At that time, the assailant already stated his purpose of killing as many police officers he could, and during his rampage he already had killed 5 police officers and gunned down dozen or so victims.

The assailant planned for this sort of attack for some time, he purposely took military training in private weekend warrior schools specifically to conduct the attack he was planning, and he even planned and mobilized himself to use explosives.

The assailant's plans were all suicide missions, and their goal was to inflict the most damage possible.

I'm not an american, and I live in a country where there isn't a single police-involved death for years, and even I am well aware that going with such a radical option was quite obviously the only way the police could ensure that the assailant would cease to be a threat to the public.

1 comments

None of your points fully address what's needed to justify lethal force.

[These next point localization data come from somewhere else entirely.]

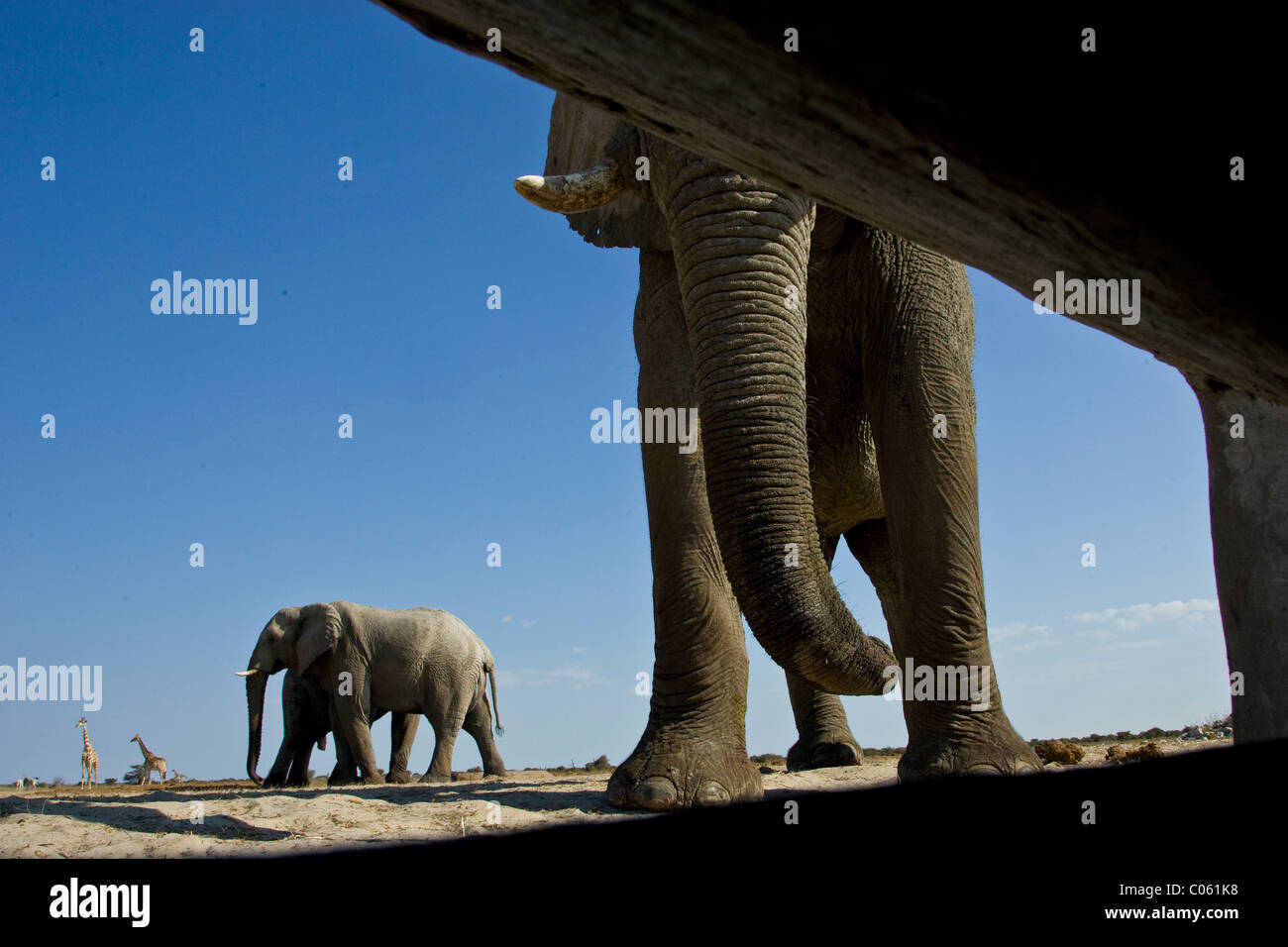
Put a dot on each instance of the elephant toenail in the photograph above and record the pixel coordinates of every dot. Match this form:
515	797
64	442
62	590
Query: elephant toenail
655	792
711	793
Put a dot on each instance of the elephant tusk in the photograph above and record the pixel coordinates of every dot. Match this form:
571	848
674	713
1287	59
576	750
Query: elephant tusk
572	193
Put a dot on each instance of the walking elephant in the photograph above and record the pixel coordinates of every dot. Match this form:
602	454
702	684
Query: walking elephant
370	660
850	416
305	722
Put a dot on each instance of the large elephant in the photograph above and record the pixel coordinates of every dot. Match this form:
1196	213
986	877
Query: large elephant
307	722
855	420
369	660
864	107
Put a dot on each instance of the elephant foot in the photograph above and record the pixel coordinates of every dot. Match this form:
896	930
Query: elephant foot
670	772
967	744
824	749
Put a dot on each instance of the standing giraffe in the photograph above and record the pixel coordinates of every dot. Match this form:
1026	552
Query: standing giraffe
150	763
89	758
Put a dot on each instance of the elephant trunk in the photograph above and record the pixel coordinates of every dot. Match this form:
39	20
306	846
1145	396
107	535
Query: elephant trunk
742	256
256	686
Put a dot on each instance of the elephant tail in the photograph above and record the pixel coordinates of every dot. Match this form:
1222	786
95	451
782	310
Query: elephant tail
496	710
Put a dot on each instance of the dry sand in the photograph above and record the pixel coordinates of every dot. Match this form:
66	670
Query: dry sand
239	818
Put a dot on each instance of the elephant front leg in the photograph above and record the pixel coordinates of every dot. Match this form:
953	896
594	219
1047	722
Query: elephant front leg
925	556
694	750
351	723
478	724
445	741
403	735
824	732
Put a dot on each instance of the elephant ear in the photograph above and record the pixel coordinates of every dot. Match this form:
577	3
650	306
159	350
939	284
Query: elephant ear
579	136
320	630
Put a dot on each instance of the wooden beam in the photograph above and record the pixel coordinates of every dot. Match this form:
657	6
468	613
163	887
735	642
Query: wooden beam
1104	165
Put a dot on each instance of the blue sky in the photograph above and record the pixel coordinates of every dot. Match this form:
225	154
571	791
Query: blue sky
472	425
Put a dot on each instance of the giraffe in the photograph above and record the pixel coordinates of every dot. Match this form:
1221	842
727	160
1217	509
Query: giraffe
89	758
150	763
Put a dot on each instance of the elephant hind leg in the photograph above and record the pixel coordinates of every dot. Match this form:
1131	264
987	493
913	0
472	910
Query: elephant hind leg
403	735
952	740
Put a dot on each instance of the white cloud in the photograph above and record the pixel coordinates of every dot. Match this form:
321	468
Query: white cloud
575	678
1133	617
1018	629
1149	643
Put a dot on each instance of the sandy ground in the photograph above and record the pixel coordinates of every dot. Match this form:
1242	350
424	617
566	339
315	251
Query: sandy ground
239	818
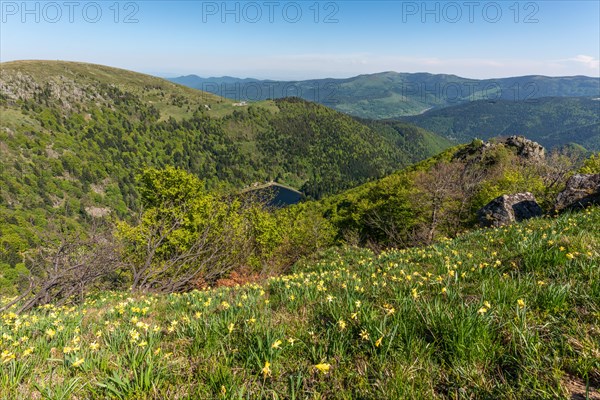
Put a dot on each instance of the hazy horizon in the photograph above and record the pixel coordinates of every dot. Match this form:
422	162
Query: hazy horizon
299	40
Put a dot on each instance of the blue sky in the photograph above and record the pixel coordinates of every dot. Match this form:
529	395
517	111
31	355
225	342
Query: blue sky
309	39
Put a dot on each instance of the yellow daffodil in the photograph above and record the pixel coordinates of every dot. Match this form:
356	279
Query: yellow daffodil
323	368
266	371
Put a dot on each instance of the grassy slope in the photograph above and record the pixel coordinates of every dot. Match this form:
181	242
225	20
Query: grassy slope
509	313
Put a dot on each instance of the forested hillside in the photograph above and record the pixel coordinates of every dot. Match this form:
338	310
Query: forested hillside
74	136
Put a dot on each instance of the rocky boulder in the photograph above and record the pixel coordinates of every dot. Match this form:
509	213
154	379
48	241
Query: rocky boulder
581	191
509	208
526	148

The Police Executive Research Forum emphasizes that the police are not authorized to start executing someone who was engaged in active, suicidal shooting once that person is contained:

> Many [police department] policies note that Active Shooter protocols should not be used as a response to “barricaded gunman” situations. And some policies note that active shooter incidents are dynamic, and that an incident may go in and out of active shooter status in ways that could alter the police response. For example, a situation may begin as an active shooter incident, but if the shooter barricades himself in a room where he no longer has access to potential victims, and the police can secure that room and contain the shooter, the police response should shift accordingly.

http://www.policeforum.org/assets/docs/Critical_Issues_Serie...

The police had him trapped for two hours before they blew him up. Perhaps there really was a new development that forced them to take action, but it's not a call we can make merely knowing how bad the guys was. It depend on the details of the situation.